Patrick
Les mois avaient passé, emportant avec eux la neige et les grands froids. Le printemps apparaissait timidement, offrant de belles journées ensoleillées où il faisait bon aller se balader.
Marie n’avait pas d’amie ce jour-là, il faut dire qu’elle en avait peu en dehors de l’ensemble vocal. Et même là-bas, elle n’en avait que deux ou trois. Elle était différente des autres, elle le savait, les autres le ressentaient et ça devait les effrayer. Alors soit, ils l’ignoraient, soit ils se moquaient. Marie préférait la première option, évidemment.
Avec Diane, beau temps mauvais temps, ami ou pas ami, il n’était pas question de passer une journée à flâner à la maison, même le Vendredi Saint. Après un dîner frugal composé d’un bout de pain et d’un verre de lait, Marie, décida donc d’aller se promener dans les parcs environnants. Marie détestait le carême, surtout aujourd’hui car il fallait attendre au souper avant de manger un vrai repas. Et quel repas! Pour cette occasion, sa mère avait l’habitude de servir de la sauce aux œufs avec des pommes de terre bouillies... Marie avait faim, elle aurait donné sa chemise pour un bon burger bien gras.
Le premier parc qu’elle croisait, avait un bassin de forme à peu près arrondie qui faisait le tour du parc créant ainsi un îlot sur lequel trônait une énorme bâtisse blanche toute en arches.
Dommage que le bassin soit vide. Sinon je t’y aurais poussé encore ma petite poule mouillée. Ha haha
Marie sursauta aux premières syllabes. Bien qu’il soit derrière elle, elle aurait reconnu la voix de Patrick entre mille.

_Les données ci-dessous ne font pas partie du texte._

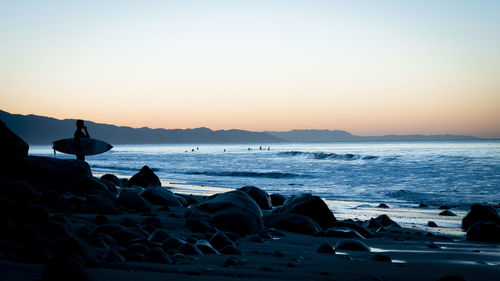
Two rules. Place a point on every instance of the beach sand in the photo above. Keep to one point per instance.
(294, 257)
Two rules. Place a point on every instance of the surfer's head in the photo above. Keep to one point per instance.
(79, 124)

Non je blague, c’est fini ça, je ne le ferai plus, c’est pour les enfants ces jeux à la con. Mais j’ai encore besoin de toi Je veux que tu me retrouves demain après-midi dans la cour d’école.
Demain je ne peux pas, c’est la messe du samedi Saint et je chante à l’église.

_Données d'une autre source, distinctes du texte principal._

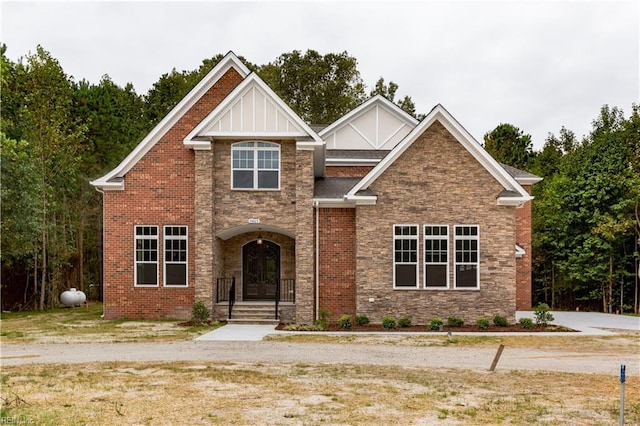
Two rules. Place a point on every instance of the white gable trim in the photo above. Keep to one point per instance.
(364, 107)
(210, 127)
(229, 61)
(378, 103)
(440, 114)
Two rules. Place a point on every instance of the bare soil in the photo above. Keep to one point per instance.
(371, 328)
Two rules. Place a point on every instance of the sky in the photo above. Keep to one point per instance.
(537, 65)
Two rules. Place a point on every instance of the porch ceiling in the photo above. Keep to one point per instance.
(243, 229)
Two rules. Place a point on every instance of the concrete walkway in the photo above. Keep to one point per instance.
(588, 323)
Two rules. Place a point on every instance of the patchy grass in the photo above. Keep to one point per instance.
(81, 325)
(621, 343)
(271, 393)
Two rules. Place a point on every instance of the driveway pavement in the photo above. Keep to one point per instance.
(588, 323)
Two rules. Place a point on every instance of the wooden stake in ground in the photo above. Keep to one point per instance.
(496, 358)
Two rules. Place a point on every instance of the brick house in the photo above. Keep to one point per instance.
(233, 196)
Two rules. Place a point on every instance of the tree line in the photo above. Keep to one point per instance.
(57, 134)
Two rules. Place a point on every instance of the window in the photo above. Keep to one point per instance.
(175, 256)
(255, 165)
(146, 262)
(467, 260)
(405, 259)
(436, 256)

Faudra que tu le fasses avant, c’est tout ! Je retourne à l’internat lundi et dimanche c’est Pâques. Tu le sais ce qui va arriver si je n’ai pas ce que je veux…

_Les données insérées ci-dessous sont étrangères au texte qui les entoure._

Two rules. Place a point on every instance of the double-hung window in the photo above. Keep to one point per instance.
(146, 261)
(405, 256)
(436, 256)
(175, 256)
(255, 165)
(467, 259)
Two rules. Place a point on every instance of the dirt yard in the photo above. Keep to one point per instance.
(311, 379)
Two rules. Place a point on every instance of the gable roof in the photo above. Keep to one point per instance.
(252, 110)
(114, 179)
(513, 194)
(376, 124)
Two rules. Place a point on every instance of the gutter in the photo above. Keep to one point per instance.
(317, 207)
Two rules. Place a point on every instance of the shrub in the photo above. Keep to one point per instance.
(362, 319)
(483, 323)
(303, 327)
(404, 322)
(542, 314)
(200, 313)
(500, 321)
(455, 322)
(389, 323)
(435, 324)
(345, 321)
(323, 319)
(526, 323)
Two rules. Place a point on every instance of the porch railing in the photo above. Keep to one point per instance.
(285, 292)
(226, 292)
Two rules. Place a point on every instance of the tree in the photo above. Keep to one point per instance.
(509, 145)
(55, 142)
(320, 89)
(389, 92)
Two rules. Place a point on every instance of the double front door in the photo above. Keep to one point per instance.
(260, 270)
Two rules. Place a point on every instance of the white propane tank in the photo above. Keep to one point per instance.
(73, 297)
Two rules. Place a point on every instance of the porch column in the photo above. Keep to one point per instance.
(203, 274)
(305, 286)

Il faudra que ce soit plus tôt alors.
Ce sera 11h00 mais c’est vraiment juste parce que je suis gentil.
Et il repartit comme il était venu. Marie le suivit des yeux jusqu’à ce qu'il disparaisse au coin de la rue. C’est alors qu’elle s’effondra et que les larmes vinrent noyer ses yeux. Elle pleurait de colère et de souffrance. Toujours cette menace, toujours cette emprise dont elle ne pouvait se défaire.
À genoux dans la terre à peine dégelée, elle sanglotait maintenant. Pourquoi se demandait-elle, pourquoi?
Il l’avait pris en grippe dès le premier jour lorsqu’ils avaient emménagé il y 4 ans. Déjà à cette période, Marie en avait peur. Un jour, elle avait même entendu quelqu'un raconter qu’il martyrisait les chats errants dans la ruelle mais elle n’était pas certaine qu’il en soit capable.
Mais, depuis l’incident, La situation avait empiré. On aurait dit que sa haine, sa colère, son emprise sur elle, que tout avait décuplé.
Pourquoi en avait-elle parler? Pourquoi avait-il fallu qu’elle le dise à ses parents?
Ce jour-là, à l’âge de 7 ans, elle était rentrée à la maison en pleurant et elle avait raconté à ses parents ce qui venait de se passer. André paraissait hors de lui et Diane, pour toute réponse l’avait punie en l'envoyant dans sa chambre. Depuis, Marie sentait que le regard de sa mère avait changé, qu’elle avait mis encore plus de distance entre elles, il lui semblait que sa mère ne l’aimait plus. Marie l’avait déçue…
Ses pleures s’intensifiaient au fil de ses pensées et ils se prolongeaient maintenant en de lourds sanglots sonores.
Une dame qui passait par là vint voir Marie et s'accroupi devant elle afin d'être à sa hauteur. En posant la main sur son épaule elle lui demanda.
Es-tu perdue ma petite? Où elle est ta maman?
Marie, insultée qu’on la traite comme une gamine, lui répondis tout en la fusillant du regard.
Je n’ai pas 5 ans madame et je sais très bien où j’habite! Mais merci quand même de vous inquiéter pour moi.